6:02Homem organizado para seduzir

por Ivan Schmidt 

“Os sentimentos têm seu destino. Existe um contra o qual todo mundo é implacável: a vaidade. Os moralistas recriminaram-na em seus livros, inclusive aqueles que melhor mostraram o importante lugar que tem em nossas almas. As pessoas comuns, que também são moralistas à sua maneira, pois vinte vezes por dia têm que julgar a vida, têm repetido a sentença dada pelos livros contra esse sentimento, o último de todos, a lhe darmos ouvido”.

A frase é de autoria de Barbey d’Aurevilly (1808-1889) na abertura do ensaio “O dandismo de George Brummell”, cuja primeira edição data de 1845 e está incluída no Manual dodândi, a vida com estilo, que conta também com ensaios de Charles Baudelaire e Honoré de Balzac. O volume foi publicado no Brasil pela Autêntica de Belo Horizonte (MG) em 2009, com organização, tradução e notas de Tomaz Tadeu.

Necessário é alertar é que a ideia remonta a um período da história inglesa e francesa, especialmente, há pelo menos 150 anos, quando dominavam a cena figuras como George Bryan Brummell, nobre inglês nascido em Westminster, filho de W. Brummell, secretário particular de lorde North, dândi também ele “em certos momentos”, que se dava ao desplante de dormir “por desprezo, em seu assento de ministro, durante os mais virulentos ataques dos oradores da oposição”.

Sem exagero, pode-se afirmar que de certo modo essa graça natural ou caprichosamente cultivada se aplica a alguns personagens que em Pindorama revoluteiam aos olhares daquela parcela de humanos que ainda não perdeu inteiramente o interesse na política, para estacionar nessa área restrita.

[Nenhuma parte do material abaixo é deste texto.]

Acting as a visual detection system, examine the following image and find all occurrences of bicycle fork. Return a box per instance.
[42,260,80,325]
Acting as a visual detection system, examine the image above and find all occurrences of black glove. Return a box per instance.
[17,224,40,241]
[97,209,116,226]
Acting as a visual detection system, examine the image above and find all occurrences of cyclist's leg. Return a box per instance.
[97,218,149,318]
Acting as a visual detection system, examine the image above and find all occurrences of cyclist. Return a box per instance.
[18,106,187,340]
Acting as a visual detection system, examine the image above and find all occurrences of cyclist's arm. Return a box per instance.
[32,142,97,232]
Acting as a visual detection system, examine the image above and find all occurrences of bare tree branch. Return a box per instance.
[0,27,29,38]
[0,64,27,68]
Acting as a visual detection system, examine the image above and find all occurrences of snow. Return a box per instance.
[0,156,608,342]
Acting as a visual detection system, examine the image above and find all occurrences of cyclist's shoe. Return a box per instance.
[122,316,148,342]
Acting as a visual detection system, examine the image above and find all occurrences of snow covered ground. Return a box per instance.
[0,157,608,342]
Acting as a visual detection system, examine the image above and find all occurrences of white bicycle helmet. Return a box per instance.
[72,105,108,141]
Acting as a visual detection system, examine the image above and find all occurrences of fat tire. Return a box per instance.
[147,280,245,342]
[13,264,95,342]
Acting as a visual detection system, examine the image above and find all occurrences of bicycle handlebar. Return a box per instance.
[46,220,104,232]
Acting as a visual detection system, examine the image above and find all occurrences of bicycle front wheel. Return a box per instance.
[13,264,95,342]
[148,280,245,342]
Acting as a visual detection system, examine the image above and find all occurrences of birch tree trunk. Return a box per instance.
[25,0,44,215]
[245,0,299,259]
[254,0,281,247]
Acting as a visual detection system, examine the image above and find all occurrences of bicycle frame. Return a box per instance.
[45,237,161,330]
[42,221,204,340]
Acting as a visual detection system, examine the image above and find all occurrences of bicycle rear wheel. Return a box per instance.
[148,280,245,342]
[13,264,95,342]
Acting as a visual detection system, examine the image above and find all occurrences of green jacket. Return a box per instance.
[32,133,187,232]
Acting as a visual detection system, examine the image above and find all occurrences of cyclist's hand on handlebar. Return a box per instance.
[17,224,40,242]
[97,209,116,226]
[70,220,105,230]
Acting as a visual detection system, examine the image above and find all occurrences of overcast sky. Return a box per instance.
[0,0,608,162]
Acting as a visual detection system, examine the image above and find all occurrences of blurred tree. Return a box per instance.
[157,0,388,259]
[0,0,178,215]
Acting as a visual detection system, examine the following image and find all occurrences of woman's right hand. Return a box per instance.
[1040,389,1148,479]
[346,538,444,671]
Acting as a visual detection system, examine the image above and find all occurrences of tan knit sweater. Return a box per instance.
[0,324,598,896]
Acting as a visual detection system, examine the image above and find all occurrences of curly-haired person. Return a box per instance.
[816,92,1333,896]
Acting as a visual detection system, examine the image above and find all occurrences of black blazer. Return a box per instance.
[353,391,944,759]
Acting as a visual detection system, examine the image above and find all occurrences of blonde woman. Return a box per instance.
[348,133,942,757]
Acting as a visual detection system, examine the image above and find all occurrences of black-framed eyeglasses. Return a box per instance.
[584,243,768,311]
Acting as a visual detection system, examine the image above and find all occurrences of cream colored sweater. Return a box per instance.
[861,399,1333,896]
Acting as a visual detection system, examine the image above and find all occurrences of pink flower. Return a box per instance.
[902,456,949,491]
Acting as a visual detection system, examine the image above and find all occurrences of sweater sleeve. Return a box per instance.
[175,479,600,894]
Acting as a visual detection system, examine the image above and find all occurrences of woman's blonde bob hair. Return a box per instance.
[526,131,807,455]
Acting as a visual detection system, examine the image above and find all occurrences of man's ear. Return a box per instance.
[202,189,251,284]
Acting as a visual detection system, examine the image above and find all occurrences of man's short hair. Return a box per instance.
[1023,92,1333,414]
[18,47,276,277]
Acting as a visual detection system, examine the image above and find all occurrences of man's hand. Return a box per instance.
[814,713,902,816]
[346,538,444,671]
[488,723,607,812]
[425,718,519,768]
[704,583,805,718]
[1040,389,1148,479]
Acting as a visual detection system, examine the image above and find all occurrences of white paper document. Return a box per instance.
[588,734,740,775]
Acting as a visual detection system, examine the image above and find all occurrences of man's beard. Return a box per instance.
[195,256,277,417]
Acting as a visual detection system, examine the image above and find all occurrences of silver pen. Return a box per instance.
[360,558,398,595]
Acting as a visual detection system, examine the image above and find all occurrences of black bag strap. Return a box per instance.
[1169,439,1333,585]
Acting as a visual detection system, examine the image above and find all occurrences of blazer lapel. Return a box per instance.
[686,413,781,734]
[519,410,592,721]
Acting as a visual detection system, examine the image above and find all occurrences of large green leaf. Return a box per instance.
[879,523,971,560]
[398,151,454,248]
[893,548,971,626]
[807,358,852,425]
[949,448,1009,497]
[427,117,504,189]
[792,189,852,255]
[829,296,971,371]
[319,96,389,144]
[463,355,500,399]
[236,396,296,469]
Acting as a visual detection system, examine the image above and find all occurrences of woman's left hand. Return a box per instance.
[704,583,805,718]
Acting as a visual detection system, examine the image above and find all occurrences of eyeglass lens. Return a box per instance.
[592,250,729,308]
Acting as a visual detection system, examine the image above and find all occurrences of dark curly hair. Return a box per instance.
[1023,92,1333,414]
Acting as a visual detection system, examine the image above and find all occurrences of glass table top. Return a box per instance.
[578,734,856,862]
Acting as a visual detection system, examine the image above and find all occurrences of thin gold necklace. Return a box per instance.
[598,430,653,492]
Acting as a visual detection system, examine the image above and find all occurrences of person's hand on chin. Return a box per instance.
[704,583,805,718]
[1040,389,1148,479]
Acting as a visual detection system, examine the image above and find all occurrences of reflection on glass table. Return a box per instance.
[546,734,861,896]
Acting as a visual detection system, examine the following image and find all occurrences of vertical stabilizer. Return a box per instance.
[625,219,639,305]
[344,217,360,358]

Os atores que aí se manifestam dão valor inestimável aos sentimentos e, por isso, não medem esforços na busca da aprovação dos outros, comportamento que d’Aurevilly traduz como “inextinguível sede de aplausos da galeria que, nas grandes coisas, se chama amor da glória e, nas pequenas, vaidade”.

Não vou tratar, por absoluto desinteresse factual, do dandismo propriamente dito, “uma maneira de ser que não se resume ao aspecto materialmente visível. É uma maneira de ser inteiramente composta de nuances, como sempre acontece nas sociedades muito antigas e muito civilizadas, nas quais a comédia torna-se bastante rara e a convenção triunfa ao preço do tédio”.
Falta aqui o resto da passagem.